Mitigating Motion Blur for Robust 3D Baseball Player Pose Modeling for Pitch Analysis
This addresses motion blur issues in pose analysis for baseball pitchers, aiding strategy and injury prevention, but it is incremental as it builds on existing pose estimators with data augmentation.
The paper tackled motion blur in 3D baseball player pose estimation from broadcast videos by proposing a synthetic data augmentation pipeline, resulting in a 54.2% loss reduction for 2D and 36.2% for 3D pose estimation, with an average 29.2% improvement on state-of-the-art models.

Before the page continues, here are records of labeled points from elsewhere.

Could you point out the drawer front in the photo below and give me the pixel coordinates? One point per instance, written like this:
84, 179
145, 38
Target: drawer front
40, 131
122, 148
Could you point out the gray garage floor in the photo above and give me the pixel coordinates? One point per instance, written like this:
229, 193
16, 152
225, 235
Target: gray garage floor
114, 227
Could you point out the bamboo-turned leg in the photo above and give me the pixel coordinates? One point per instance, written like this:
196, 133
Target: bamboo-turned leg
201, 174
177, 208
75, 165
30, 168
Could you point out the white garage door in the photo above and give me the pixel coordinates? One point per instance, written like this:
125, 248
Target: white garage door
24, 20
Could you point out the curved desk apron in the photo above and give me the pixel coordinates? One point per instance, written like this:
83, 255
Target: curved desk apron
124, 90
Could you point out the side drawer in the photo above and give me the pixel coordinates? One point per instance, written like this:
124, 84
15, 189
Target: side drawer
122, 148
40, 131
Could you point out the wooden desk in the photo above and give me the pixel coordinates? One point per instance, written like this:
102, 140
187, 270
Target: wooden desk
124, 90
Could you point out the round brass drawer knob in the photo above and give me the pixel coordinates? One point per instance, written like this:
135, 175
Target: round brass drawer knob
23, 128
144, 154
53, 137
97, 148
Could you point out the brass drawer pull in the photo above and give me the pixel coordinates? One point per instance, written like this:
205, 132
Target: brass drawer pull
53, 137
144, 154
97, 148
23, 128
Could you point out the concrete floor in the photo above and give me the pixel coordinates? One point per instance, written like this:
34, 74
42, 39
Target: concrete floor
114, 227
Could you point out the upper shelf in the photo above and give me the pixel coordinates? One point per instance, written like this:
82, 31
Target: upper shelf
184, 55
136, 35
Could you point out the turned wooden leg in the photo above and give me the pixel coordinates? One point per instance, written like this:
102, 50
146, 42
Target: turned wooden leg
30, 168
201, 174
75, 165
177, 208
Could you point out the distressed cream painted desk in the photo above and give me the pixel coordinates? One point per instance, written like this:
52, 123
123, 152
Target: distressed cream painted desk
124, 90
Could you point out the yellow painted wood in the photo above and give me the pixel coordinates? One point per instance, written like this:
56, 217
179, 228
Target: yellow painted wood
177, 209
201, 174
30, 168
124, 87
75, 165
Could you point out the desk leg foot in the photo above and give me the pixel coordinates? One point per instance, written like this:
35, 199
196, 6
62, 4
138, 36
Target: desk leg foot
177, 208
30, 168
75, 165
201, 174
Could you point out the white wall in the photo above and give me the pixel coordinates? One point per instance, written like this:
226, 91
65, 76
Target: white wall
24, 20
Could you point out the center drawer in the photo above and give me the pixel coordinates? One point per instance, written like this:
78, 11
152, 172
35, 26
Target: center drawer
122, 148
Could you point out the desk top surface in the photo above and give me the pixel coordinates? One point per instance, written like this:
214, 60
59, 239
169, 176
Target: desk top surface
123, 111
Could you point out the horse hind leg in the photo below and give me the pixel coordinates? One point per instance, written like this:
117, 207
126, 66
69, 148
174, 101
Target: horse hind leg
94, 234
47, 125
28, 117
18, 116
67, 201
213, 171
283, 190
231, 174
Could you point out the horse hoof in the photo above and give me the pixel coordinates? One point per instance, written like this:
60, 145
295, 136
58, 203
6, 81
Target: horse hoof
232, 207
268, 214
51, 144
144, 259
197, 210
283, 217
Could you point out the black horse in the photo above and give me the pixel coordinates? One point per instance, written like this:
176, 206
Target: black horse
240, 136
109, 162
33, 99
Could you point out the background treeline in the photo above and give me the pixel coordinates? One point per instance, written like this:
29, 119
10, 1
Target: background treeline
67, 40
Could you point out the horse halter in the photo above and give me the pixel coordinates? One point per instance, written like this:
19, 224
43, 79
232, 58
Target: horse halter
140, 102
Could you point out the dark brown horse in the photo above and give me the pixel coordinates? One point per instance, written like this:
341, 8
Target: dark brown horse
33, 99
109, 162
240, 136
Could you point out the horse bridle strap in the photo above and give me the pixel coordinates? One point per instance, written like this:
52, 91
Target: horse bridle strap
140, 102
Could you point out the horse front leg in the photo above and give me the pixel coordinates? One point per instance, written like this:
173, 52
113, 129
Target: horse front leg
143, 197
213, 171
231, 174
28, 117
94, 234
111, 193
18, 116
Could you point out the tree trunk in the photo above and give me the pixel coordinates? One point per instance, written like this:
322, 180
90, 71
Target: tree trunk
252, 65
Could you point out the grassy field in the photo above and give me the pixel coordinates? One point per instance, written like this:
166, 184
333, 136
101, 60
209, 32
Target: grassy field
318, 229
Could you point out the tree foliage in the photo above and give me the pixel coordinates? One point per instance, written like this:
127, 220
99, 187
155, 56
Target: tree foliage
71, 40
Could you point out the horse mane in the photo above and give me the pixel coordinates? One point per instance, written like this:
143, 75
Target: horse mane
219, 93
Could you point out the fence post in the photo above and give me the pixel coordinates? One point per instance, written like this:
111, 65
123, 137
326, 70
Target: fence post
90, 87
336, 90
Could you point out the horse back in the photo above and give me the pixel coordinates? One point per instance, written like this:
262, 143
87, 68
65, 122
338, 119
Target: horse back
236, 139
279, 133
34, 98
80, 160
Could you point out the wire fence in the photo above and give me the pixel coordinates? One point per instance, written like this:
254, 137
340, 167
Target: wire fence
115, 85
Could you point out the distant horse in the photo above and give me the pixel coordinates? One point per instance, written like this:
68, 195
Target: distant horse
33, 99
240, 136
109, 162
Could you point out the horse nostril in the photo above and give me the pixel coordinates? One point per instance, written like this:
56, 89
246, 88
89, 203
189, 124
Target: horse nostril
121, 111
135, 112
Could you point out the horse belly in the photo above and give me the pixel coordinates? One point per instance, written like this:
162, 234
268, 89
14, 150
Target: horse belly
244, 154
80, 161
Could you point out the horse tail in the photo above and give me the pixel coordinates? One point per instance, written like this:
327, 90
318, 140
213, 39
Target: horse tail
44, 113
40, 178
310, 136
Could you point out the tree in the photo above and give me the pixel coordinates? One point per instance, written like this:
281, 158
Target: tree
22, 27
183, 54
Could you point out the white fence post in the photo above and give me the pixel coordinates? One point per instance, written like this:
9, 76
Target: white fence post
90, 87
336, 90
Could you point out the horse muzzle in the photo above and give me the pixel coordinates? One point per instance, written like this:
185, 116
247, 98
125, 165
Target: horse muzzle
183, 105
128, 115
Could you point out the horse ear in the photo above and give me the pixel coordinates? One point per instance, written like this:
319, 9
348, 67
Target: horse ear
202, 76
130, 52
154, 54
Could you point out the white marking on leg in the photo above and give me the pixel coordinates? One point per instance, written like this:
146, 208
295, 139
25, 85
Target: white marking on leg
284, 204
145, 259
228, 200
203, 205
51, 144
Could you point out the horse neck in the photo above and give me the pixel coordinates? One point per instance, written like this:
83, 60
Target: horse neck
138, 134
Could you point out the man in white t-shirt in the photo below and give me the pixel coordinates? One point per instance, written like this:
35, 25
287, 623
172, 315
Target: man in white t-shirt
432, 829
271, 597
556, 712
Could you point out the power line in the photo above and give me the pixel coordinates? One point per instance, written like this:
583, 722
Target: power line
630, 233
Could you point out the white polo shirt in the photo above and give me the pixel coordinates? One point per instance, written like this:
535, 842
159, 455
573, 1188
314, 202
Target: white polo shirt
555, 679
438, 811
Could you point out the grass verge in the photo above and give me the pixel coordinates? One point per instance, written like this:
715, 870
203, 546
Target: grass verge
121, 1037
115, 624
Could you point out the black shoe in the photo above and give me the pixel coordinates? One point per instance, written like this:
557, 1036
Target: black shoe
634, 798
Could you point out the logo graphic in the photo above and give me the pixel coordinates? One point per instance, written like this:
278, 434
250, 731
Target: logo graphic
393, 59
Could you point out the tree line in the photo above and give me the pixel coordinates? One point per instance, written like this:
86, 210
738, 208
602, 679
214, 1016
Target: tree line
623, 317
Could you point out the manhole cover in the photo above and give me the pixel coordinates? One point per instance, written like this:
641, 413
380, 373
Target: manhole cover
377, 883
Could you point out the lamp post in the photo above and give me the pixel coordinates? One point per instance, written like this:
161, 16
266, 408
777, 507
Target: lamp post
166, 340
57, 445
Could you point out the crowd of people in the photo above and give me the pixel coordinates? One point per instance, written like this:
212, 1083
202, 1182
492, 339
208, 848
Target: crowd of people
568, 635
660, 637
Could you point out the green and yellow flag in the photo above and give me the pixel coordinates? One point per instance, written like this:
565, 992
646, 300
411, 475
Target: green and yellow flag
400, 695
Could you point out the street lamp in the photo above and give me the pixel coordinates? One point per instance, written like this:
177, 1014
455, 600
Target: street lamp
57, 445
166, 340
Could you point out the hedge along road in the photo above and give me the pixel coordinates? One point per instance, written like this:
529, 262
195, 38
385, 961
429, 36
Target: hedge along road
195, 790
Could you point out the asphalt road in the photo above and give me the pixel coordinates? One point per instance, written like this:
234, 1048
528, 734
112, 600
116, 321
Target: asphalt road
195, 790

Using videos to analyze pitchers in baseball can play a vital role in strategizing and injury prevention. Computer vision-based pose analysis offers a time-efficient and cost-effective approach. However, the use of accessible broadcast videos, with a 30fps framerate, often results in partial body motion blur during fast actions, limiting the performance of existing pose keypoint estimation models. Previous works have primarily relied on fixed backgrounds, assuming minimal motion differences between frames, or utilized multiview data to address this problem. To this end, we propose a synthetic data augmentation pipeline to enhance the model's capability to deal with the pitcher's blurry actions. In addition, we leverage in-the-wild videos to make our model robust under different real-world conditions and camera positions. By carefully optimizing the augmentation parameters, we observed a notable reduction in the loss by 54.2% and 36.2% on the test dataset for 2D and 3D pose estimation respectively. By applying our approach to existing state-of-the-art pose estimators, we demonstrate an average improvement of 29.2%. The findings highlight the effectiveness of our method in mitigating the challenges posed by motion blur, thereby enhancing the overall quality of pose estimation.